Their impacts on enzyme activities of strawberry plants
All the tested isolates of P. polymyxa and B. brevis significantly increased enzyme activity of strawberry plants (Table 5). The highest activities were caused by P. polymyxa isolates 1 and 2 and B. brevis isolate 2 which elevated peroxidase activity by 130, 145, and 140% and chitinase activity by 133.3, 140, and 68.4%, respectively. The other isolates showed moderate impact on the activities of the two enzymes (Table 5).
The averages of strawberry plant weight and fruit yield of the two combined growing seasons were variably enhanced due to application of each bacterial isolate tested. Such increases were probably resulting from suppression of the fungal pathogens causing the root rot disease. This was evidenced by the big reduction in the growth area of the causal fungi, and the severity and incidence of the disease. Some strains of P. polymyxa are known to produce antibiotics as polymyxins and fusaricidin (Mahajan and Balachandran 2017; Shaheen et al. 2011) while those of B. brevis produce antibiotics as tyrocidine and gramicidin (Mohamed 2020). Superior isolates that brought about the best reduction and greatest yield were P. polymyxa 1 and 2 as well as B. brevis 2. Interestingly, these three isolates demonstrated notable reduction in disease incidence and severity comparable to the chemical fungicide Actamyl. This fungicide is effective and of common use (Abd-Elsayed et al. 2019; Abd El-Razek et al. 2021) as well as recommended by the Egyptian Ministry of Agriculture (Agricultural Pesticides Committee 2020). However, stakeholders should be aware of the development of the chemical fungicide resistance as it is impacted by multiple factors, e.g., its mode of action and use pattern, the biology of the targeted pathogen, and the cropping system.
Hence, these benign isolates can be tried in earnest as safe alternatives to the relevant chemicals that are commonly used against this disease. The use of chemical fungicides can result in numerous undesirable effects, comprising (1) side-effects on beneficial and non-targeted fungi; (2) outbreaks/resurgence of secondary pathogens pests; (3) development of fungicide resistance; (4) contamination/pollution of the ecological settings/wildlife ecosystem; (5) gradual gathering of fungicide residues in food stuffs/materials; (6) lack of harmony in beneficial processes, e.g., pollination as pollinators are adversely affected; and (7) human diseases such as carcinogenic impacts (Kumar et al. 2021; Liu et al. 2021).
Additionally, BCAs related to species of Bacillus work through different modes of action. This helps them to be both more effective and durable without any toxic residues in the human food chain (Choudhary and Johri 2009; Ahmed 2013).
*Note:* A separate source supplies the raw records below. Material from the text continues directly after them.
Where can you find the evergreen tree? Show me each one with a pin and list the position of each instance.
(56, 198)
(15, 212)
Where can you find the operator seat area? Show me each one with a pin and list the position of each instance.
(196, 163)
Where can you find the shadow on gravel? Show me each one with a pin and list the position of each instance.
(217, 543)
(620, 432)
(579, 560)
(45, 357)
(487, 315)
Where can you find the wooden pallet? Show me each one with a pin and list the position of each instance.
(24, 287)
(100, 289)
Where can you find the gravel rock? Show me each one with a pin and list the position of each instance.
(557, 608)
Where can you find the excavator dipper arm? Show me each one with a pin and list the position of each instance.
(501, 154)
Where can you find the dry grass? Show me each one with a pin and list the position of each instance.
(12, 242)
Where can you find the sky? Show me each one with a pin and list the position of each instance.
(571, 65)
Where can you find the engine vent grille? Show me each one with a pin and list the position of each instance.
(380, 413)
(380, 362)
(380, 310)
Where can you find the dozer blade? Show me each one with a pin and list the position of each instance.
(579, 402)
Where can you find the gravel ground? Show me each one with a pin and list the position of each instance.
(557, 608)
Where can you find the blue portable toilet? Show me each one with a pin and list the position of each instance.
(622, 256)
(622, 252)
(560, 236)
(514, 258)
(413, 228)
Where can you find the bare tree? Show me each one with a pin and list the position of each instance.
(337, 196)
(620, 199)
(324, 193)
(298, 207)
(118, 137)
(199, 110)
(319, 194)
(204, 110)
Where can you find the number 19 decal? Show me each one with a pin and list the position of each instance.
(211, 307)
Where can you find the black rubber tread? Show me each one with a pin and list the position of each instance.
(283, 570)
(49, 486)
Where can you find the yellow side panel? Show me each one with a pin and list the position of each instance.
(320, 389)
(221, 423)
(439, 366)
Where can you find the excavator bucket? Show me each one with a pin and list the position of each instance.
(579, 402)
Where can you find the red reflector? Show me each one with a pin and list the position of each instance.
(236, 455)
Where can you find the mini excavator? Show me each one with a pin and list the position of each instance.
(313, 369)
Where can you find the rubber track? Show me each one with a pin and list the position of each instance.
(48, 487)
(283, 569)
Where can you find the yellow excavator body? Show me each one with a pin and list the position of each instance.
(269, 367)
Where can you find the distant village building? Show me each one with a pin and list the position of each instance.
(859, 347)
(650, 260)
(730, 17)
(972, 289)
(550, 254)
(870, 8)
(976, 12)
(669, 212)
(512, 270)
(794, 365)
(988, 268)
The three superior isolates were also the best in increasing peroxidase and chitinase activities which imply plant resistance against diseases as these enzymes are pathogenesis-related proteins in strawberry plants. Although plant resistance is activated by the BCAs (increased chitinase and peroxidase plant activities), the same was fairly demonstrated in the case of Actamyl which also elevated those enzymes to a lesser degree. That is possibly because plant defense system has different levels of specialization. A first or basic level induces a general innate defense. This basic level might slightly increase those enzymes but usually specialized pathogens overcome this defense level (Molinari 2020).
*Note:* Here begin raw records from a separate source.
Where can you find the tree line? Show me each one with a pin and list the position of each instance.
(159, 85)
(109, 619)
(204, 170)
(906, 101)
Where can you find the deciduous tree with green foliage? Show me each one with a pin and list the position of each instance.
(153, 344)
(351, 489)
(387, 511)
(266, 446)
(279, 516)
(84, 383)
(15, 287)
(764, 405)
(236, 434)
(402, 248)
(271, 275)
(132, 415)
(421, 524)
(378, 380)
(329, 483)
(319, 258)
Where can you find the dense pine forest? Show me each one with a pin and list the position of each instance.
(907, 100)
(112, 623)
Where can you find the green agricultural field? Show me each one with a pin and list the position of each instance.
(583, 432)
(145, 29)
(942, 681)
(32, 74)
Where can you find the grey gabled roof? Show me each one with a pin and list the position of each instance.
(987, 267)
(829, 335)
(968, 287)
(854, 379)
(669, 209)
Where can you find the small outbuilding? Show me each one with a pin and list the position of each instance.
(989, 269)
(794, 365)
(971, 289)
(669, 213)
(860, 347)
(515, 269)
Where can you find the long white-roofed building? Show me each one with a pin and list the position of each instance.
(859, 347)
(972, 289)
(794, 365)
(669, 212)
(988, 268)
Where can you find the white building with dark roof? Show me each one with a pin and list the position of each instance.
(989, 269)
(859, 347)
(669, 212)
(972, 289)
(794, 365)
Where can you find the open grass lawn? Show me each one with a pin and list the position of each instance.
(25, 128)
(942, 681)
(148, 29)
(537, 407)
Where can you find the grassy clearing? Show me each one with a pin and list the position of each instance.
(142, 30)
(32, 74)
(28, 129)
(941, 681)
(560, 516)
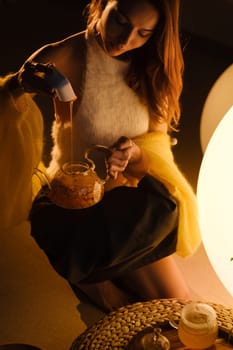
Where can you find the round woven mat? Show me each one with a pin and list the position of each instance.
(114, 331)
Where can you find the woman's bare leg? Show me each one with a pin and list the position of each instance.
(160, 279)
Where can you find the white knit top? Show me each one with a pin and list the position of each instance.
(109, 109)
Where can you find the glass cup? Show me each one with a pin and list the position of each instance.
(197, 327)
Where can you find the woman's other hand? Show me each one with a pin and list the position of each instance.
(123, 152)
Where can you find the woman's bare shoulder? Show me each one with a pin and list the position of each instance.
(67, 47)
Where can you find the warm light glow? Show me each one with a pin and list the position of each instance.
(218, 102)
(215, 199)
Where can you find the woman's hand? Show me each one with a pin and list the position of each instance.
(123, 152)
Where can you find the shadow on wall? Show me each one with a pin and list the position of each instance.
(26, 25)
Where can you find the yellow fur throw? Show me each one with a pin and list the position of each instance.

Moreover, Paenibacillus polymyxa has various advantages comprising nitrogen fixation, promotion of plant growth, solubilization of soil phosphorus, and production of exopolysaccharides, hydrolytic enzymes, antibiotics, and cytokinins (Lal and Tabacchioni 2009). Paenibacillus polymyxa can produce antibiotics that are so effective in controlling plant pathogens (Raza et al. 2008).
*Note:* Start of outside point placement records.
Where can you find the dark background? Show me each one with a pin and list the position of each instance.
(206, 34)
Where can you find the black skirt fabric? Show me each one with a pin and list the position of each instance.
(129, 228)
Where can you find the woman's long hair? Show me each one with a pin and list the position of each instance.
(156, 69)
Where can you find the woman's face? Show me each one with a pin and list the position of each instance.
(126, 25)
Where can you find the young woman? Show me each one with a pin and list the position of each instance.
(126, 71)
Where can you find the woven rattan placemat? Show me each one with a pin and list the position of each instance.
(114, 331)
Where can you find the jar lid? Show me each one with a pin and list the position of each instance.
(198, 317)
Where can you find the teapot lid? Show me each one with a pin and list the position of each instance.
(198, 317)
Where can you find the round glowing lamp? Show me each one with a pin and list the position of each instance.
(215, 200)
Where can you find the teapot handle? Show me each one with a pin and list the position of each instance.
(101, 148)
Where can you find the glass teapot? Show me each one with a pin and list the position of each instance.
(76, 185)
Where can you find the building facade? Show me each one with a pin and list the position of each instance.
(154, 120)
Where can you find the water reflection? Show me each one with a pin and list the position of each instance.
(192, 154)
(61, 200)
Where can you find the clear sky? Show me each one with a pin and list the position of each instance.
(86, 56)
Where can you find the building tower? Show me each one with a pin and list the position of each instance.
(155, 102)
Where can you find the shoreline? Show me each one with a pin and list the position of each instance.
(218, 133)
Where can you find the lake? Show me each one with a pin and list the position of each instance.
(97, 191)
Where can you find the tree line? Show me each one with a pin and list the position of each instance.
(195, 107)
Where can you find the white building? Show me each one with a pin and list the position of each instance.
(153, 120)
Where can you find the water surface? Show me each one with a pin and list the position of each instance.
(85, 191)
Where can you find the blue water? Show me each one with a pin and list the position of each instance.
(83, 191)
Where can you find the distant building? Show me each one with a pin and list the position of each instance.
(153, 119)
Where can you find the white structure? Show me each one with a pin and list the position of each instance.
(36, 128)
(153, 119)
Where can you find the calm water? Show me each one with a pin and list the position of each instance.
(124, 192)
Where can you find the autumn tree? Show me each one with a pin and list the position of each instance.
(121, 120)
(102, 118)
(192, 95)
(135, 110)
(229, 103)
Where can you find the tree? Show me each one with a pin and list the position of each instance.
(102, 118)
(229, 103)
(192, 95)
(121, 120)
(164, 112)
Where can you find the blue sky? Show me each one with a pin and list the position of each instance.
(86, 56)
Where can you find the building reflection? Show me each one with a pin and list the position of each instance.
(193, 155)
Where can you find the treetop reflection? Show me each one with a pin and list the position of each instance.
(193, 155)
Many researchers have focused on biocontrol as a promising alternative for managing soil-borne diseases in sustainable and organic agriculture including integrated pest management (IPM). Their results revealed that a number of bacteria such as Pseudomonas spp. (Oktay and Kemal 2010), Bacillus spp. (Mansoori et al. 2013) and Streptomyces spp. (Xue et al. 2016) were able to outstandingly reduce plant diseases. More recently, studies have indicated that the plant growth-promoting rhizobacteria (PGPR) may also suppress different plant diseases (Remans et al. 2008; Rocheli et al. 2015). Among them, endospore-forming PGPRs, especially gram-positive Paenibacillus polymyxa and Streptomycetes, have better results than non-PGPRs due to being resistant to heat, radiation, drying, and toxic chemicals (Comasriu and Vivesrego 2002). These PGPR can produce a variety of antibiotics often associated with the ability of the bacterium to prevent proliferation of plant pathogens. Also, a number of PGPRs can generate enzymes such as proteases, chitinases, glucanases, and lipases that can lyse a portion of the cell walls of many pathogenic fungi (Majeed et al. 2015). The mechanisms by which these BCAs suppress many types of pathogens and pests differ among species/strains and therefore can be used in IPM (Dey et al. 2004; Lucy et al. 2004; Remans et al. 2008; Abd-Elgawad 2021a, b).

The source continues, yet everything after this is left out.